Quando sento urlare «libertà, libertà»,
mi viene in mente l’omonima, celebre canzone di Giorgio Gaber: «La libertà non
è star sopra un albero, non è neanche il volo di un moscone, la libertà non è
uno spazio libero, libertà è partecipazione». Il testo è del 1973. Gli anni 60
e 70 del Novecento sono stati caratterizzati da un forte senso della
collettività e della comunità. Poi ci sono stati gli anni 80: il decennio del
rampantismo, dello yuppismo, insomma di un’ideologia dell’affermazione di
sé a scapito degli altri. Da quella mentalità individualista la nostra società
non è mai del tutto guarita.
«Partecipazione», cantava Gaber.
Oggi si tratta di partecipare allo sforzo collettivo nel
debellare una dolorosa pandemia (dolorosa per i tanti morti, per
l’economia, per la vita quotidiana di tutti).
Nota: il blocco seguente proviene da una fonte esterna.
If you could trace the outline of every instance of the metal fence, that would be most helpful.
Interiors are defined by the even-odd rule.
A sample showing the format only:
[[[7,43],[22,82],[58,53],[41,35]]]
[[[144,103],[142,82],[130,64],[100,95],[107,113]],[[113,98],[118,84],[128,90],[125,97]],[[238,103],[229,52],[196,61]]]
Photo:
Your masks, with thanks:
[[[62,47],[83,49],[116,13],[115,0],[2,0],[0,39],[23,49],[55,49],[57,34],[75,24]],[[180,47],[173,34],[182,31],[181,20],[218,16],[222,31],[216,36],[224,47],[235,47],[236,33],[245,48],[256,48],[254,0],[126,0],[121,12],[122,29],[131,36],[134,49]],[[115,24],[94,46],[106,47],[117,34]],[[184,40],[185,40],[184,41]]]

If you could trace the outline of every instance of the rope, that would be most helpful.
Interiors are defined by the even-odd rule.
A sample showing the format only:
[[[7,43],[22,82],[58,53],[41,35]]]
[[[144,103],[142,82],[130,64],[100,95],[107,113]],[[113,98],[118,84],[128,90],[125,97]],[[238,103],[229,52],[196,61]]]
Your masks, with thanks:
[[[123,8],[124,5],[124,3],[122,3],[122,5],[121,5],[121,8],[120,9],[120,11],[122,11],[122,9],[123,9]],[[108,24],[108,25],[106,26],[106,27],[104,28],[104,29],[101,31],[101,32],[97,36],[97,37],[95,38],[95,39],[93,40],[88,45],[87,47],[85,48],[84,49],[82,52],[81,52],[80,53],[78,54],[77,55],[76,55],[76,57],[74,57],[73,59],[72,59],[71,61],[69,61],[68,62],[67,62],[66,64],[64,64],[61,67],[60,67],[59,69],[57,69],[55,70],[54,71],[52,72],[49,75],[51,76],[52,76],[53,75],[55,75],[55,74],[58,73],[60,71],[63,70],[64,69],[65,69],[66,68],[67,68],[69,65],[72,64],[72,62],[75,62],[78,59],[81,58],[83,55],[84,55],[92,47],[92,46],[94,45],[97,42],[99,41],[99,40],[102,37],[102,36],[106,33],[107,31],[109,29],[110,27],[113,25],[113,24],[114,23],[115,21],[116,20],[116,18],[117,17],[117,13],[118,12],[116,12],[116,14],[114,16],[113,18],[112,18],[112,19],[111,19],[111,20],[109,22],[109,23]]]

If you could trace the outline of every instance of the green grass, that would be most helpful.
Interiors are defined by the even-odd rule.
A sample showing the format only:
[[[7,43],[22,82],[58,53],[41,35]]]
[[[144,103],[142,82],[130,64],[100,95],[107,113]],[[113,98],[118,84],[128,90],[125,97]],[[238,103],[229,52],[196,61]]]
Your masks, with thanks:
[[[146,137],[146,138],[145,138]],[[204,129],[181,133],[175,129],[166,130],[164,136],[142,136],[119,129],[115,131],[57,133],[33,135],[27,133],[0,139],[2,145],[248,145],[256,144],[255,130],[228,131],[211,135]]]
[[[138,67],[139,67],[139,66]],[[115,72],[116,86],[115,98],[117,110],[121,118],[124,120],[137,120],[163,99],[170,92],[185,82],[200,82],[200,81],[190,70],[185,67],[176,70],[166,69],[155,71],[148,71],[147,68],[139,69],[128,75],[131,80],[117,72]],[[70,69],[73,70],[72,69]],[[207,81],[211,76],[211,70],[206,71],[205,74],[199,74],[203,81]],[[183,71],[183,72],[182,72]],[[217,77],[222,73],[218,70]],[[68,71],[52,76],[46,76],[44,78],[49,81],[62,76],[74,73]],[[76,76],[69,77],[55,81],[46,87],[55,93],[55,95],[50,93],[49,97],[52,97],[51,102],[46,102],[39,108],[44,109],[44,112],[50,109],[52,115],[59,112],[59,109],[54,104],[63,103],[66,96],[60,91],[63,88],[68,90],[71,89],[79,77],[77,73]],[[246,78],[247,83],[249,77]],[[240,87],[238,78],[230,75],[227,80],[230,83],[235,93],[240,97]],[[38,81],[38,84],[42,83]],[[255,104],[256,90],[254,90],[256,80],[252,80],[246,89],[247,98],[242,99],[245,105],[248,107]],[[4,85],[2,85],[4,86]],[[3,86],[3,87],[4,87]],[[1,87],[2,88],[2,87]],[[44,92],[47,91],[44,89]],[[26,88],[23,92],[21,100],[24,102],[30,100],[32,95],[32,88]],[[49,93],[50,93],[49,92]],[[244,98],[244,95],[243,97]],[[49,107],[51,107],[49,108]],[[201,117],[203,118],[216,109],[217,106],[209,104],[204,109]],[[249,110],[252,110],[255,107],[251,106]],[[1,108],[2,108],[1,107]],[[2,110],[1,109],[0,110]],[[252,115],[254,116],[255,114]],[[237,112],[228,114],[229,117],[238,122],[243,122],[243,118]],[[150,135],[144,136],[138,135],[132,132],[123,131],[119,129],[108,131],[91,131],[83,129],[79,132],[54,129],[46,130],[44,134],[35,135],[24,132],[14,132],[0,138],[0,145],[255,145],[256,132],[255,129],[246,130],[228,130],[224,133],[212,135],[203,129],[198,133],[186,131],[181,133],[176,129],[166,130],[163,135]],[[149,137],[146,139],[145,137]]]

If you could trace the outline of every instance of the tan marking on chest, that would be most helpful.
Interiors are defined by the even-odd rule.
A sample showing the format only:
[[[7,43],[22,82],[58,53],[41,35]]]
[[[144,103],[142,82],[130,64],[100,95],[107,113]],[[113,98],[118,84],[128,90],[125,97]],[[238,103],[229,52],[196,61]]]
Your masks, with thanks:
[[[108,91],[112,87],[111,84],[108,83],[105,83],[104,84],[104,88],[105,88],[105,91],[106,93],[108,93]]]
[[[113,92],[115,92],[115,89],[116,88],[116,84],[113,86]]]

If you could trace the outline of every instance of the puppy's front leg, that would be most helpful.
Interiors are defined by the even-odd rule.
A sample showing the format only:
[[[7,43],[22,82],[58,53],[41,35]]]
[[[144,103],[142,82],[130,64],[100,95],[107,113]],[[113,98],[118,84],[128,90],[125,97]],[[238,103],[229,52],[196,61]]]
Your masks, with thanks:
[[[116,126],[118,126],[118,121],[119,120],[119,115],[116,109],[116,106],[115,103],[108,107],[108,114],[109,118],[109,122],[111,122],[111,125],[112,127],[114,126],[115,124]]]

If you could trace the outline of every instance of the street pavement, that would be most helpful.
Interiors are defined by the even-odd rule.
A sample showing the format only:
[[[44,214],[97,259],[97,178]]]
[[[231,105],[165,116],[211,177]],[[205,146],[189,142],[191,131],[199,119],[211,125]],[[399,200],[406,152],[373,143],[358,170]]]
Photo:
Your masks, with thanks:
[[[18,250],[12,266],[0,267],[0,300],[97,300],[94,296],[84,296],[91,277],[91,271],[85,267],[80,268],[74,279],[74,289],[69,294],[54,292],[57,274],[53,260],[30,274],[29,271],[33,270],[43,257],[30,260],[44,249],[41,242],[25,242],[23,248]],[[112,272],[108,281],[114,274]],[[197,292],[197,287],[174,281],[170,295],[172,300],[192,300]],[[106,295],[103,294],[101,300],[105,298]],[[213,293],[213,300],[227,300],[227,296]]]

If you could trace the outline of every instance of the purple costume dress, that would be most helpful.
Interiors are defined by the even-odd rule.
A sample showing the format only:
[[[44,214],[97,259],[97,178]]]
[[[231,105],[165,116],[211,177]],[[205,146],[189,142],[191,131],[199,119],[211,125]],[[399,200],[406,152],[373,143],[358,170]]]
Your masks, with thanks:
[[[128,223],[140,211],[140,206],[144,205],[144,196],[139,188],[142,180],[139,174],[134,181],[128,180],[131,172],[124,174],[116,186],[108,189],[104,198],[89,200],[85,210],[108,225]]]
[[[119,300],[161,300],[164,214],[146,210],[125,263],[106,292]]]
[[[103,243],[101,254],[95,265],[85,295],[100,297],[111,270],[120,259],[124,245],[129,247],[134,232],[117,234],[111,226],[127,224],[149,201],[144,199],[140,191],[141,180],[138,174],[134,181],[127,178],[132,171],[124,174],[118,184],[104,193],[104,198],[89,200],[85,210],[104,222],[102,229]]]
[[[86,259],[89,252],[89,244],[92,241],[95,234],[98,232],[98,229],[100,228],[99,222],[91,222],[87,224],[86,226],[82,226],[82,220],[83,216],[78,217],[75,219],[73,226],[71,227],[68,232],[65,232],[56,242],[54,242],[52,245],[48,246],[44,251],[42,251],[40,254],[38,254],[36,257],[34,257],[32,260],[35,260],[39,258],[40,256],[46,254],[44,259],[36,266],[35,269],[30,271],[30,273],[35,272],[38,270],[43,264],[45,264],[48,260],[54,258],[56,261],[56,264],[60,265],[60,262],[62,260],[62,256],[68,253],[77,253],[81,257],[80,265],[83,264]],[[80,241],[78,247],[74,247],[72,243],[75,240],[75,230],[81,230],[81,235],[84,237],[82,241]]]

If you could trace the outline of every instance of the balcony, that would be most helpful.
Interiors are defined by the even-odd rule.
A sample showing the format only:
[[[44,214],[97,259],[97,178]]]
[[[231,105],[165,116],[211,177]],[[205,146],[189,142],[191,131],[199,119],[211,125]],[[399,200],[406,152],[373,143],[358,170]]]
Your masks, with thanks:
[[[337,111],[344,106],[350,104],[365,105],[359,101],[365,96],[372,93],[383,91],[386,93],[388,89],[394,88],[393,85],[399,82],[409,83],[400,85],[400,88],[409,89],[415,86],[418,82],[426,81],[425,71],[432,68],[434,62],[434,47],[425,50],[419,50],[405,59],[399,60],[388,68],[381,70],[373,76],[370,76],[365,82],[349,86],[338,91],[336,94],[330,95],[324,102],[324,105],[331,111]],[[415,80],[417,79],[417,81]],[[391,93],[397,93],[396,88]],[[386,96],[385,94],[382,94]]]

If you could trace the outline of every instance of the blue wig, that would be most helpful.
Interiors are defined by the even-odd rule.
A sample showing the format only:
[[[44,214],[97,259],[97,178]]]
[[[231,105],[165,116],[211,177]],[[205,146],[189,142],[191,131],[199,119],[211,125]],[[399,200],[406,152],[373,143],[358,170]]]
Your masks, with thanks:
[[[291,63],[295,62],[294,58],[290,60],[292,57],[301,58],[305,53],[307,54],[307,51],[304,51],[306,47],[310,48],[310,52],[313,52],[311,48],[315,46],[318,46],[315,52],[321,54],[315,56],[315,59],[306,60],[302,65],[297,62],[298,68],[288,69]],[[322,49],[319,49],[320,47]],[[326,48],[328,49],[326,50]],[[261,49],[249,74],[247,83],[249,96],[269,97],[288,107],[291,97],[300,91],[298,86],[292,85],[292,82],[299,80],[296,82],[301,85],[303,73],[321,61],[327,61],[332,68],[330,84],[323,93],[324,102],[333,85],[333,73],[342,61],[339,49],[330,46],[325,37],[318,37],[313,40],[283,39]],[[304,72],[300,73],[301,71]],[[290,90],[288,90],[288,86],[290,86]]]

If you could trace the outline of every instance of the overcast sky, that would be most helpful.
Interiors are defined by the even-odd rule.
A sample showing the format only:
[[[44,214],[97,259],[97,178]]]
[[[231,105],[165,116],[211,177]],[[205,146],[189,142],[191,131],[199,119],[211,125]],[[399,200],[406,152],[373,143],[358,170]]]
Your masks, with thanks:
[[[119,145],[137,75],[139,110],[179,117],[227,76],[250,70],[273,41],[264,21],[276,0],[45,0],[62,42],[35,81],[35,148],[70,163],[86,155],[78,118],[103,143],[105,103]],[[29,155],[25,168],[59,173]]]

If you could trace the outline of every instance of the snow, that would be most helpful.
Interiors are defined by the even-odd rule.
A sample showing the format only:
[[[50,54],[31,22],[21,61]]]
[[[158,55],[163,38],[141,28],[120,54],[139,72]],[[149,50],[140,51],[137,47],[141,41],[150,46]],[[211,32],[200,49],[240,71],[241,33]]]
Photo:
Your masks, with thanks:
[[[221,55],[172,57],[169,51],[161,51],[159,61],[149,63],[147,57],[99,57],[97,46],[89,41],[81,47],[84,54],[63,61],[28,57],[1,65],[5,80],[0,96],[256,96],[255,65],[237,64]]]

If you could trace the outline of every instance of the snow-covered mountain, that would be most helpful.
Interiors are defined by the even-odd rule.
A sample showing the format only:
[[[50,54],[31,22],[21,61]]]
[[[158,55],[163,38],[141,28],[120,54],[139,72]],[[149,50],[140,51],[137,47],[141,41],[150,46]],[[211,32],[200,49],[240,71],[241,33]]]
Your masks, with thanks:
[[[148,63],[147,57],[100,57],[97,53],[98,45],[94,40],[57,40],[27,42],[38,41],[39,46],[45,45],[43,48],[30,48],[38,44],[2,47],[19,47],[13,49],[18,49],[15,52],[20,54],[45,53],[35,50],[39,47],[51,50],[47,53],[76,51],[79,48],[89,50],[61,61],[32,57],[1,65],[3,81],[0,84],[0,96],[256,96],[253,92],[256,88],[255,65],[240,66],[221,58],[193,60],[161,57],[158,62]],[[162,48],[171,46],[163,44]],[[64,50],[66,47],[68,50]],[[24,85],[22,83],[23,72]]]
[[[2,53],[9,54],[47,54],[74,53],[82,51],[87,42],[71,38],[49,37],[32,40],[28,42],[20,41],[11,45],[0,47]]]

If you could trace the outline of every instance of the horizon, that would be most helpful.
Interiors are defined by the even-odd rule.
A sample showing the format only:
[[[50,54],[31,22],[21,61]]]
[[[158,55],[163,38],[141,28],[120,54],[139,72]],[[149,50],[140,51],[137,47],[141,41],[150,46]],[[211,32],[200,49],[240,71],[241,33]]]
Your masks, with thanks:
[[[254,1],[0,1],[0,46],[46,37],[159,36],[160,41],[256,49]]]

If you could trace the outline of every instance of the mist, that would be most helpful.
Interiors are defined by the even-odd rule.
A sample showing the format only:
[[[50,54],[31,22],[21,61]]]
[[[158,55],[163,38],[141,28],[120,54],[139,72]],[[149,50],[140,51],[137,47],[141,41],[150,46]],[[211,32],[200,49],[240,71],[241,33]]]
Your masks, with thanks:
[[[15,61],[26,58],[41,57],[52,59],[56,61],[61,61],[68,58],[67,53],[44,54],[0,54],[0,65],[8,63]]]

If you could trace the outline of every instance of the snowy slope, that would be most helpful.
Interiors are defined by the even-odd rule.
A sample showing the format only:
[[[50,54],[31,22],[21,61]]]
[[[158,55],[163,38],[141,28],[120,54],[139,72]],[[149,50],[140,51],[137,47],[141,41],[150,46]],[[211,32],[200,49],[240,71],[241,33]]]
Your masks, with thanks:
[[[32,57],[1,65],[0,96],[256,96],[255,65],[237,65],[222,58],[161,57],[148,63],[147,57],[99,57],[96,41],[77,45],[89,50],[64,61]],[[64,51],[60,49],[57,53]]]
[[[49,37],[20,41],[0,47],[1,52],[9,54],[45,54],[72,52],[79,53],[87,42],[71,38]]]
Forse a qualcuno è sfuggito
che questa estate abbiamo attraversato una nuova ondata epidemica: della quale
il Paese quasi non si è reso conto, essendo rimaste aperte quasi tutte le
attività, poiché il tasso di occupazione dei posti in ospedale da parte dei
malati di Covid è sempre rimasto sotto il livello di guardia. Grazie a cosa è
avvenuto ciò? Non certo in virtù di una particolare congiunzione astrale, bensì
– su questo non ci sono dubbi – grazie all’alto numero di vaccinati (e infatti
ad avere una malattia pesante sono stati per lo più i non vaccinati).
Partecipazione significa responsabilità.
Quella di cui sembrano mancare molti dei quarantenni e cinquantenni che
affollano le proteste nopass. E della quale, invece, danno una bella
testimonianza molti giovani, adolescenti compresi. Sappiamo che per questi
ultimi la sindrome da Covid-19 raramente è severa. Eppure molti di loro hanno
deciso di vaccinarsi. Non solo per poter accedere ai luoghi della 'movida'. In
tanti l’hanno fatto soprattutto per proteggere i loro stessi familiari,
genitori e nonni, più a rischio per l’età. Hanno capito che per ottenere e
mantenere la libertà di tutti è necessario «partecipare ».